The stakes are high. Without the valuable work of these organizations, climate solutions may revert to top-down, extractive models that center profit over community. The loss of high-road jobs, apprenticeships, and clean energy workforce programs, along with increased vulnerability to extreme climate events, will unduly affect frontline communities already facing the greatest risk. At the same time, the voices of Black, Indigenous, and immigrant-led movements are in danger of being systematically excluded from the climate conversation.
For us to meet our national climate goals and the just transition agenda, we need strong local, community-driven infrastructure. How can we ensure that the momentum for equitable climate investments in frontline communities is not entirely lost? Will we use this moment to accelerate climate justice—or allow fear and misinformation to dismantle it?

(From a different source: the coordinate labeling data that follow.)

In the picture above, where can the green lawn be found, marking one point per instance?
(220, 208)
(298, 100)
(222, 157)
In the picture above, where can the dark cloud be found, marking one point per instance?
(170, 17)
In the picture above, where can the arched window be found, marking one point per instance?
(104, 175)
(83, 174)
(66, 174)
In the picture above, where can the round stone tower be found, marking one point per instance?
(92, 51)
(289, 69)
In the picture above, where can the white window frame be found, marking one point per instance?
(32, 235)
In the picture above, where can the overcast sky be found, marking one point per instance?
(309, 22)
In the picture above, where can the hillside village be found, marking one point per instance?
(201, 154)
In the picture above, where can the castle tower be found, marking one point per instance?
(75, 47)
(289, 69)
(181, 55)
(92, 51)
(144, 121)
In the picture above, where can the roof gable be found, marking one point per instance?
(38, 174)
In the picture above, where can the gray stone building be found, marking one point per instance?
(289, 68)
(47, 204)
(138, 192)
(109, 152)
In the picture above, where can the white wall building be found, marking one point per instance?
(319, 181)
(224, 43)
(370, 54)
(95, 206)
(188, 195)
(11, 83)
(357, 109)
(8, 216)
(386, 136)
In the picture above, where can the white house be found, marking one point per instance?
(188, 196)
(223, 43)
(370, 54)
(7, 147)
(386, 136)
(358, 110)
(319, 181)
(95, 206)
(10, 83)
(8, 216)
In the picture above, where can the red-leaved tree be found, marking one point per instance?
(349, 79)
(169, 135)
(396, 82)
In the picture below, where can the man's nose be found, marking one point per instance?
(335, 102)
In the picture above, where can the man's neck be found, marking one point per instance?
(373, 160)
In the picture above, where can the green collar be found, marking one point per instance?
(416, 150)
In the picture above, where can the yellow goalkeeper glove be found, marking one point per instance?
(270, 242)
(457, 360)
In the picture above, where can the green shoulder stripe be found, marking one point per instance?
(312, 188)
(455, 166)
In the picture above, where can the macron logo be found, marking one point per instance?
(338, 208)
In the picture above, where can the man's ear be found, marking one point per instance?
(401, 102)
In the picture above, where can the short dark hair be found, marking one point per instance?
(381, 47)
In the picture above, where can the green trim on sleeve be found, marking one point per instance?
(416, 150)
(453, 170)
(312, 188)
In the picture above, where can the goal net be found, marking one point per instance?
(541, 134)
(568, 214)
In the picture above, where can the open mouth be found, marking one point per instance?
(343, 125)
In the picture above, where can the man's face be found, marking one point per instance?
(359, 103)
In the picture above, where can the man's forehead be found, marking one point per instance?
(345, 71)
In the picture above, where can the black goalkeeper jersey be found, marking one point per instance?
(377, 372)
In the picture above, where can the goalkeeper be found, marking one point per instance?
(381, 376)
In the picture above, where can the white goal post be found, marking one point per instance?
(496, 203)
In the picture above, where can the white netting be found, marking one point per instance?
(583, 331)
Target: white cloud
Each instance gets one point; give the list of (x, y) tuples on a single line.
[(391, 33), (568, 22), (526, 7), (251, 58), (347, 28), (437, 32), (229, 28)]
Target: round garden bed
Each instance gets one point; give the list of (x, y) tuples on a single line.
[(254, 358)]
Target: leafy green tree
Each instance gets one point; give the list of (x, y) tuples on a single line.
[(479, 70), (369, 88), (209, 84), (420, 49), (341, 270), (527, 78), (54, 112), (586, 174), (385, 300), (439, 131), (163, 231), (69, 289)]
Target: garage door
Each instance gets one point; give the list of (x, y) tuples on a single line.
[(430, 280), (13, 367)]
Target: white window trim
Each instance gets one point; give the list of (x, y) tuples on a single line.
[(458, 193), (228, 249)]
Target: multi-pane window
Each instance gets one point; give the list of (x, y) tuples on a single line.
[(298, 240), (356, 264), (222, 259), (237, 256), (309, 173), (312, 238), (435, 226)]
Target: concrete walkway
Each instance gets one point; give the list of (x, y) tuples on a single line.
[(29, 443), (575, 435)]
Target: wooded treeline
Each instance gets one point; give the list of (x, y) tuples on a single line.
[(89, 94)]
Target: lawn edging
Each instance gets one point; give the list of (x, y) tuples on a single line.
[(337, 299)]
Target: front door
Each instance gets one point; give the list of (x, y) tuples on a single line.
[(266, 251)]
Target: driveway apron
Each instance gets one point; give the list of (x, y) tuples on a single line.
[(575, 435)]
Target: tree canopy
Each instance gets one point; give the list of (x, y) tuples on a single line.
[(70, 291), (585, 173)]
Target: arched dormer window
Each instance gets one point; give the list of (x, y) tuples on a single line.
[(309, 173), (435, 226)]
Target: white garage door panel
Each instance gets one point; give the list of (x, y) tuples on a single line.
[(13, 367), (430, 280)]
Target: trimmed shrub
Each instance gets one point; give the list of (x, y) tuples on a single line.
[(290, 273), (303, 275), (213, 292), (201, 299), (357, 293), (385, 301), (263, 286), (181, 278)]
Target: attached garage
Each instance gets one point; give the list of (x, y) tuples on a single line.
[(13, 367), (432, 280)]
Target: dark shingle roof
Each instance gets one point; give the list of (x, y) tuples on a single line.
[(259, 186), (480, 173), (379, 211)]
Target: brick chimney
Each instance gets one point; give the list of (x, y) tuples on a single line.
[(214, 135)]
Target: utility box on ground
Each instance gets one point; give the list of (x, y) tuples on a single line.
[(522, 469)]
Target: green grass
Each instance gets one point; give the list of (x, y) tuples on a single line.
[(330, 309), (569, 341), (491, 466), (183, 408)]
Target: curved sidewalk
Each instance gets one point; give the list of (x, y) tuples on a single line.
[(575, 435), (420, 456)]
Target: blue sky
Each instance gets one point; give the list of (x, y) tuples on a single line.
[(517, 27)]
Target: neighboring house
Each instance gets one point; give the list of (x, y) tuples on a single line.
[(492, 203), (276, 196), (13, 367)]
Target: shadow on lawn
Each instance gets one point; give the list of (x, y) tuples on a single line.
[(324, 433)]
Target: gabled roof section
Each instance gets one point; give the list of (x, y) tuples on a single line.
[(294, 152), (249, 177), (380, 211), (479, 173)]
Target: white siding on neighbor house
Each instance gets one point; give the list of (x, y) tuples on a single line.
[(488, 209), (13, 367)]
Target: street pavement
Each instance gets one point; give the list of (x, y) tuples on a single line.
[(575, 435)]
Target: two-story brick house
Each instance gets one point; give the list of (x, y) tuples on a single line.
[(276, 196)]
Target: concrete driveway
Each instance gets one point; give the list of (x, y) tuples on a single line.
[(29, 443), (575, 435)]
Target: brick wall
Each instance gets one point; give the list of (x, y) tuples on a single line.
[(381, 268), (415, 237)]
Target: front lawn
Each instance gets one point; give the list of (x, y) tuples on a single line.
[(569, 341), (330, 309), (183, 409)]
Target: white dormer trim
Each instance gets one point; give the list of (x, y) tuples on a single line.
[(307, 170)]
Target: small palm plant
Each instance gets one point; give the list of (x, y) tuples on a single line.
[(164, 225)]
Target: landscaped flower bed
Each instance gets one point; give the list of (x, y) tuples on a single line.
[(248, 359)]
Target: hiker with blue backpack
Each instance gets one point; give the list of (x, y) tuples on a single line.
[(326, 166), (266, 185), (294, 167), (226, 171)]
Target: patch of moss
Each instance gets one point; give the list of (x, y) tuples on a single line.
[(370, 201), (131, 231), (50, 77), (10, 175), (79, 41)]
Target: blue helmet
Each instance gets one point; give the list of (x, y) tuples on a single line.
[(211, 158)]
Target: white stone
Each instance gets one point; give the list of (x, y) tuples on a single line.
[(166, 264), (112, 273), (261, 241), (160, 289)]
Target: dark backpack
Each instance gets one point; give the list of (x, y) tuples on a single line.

Now is the time for philanthropy, government, and the public to stand in solidarity with national and frontline organizations. Philanthropy must fund general operating support and legal protections for national BIPOC-led and frontline nonprofits. We must resist and roll back state-level attacks on nonprofit speech and operations, as well as the easing of climate policies. And we must educate audiences, donors, and lawmakers about the irreplaceable role of climate justice organizations.
The attack on climate justice infrastructure is about PEOPLE, PROGRESS, and PRINCIPLES! We must stand up for nonprofits and the future that they help build—a climate future that is not only green but just. We must stand up for communities that are resilient and thriving, not just surviving. The alternative is not an option.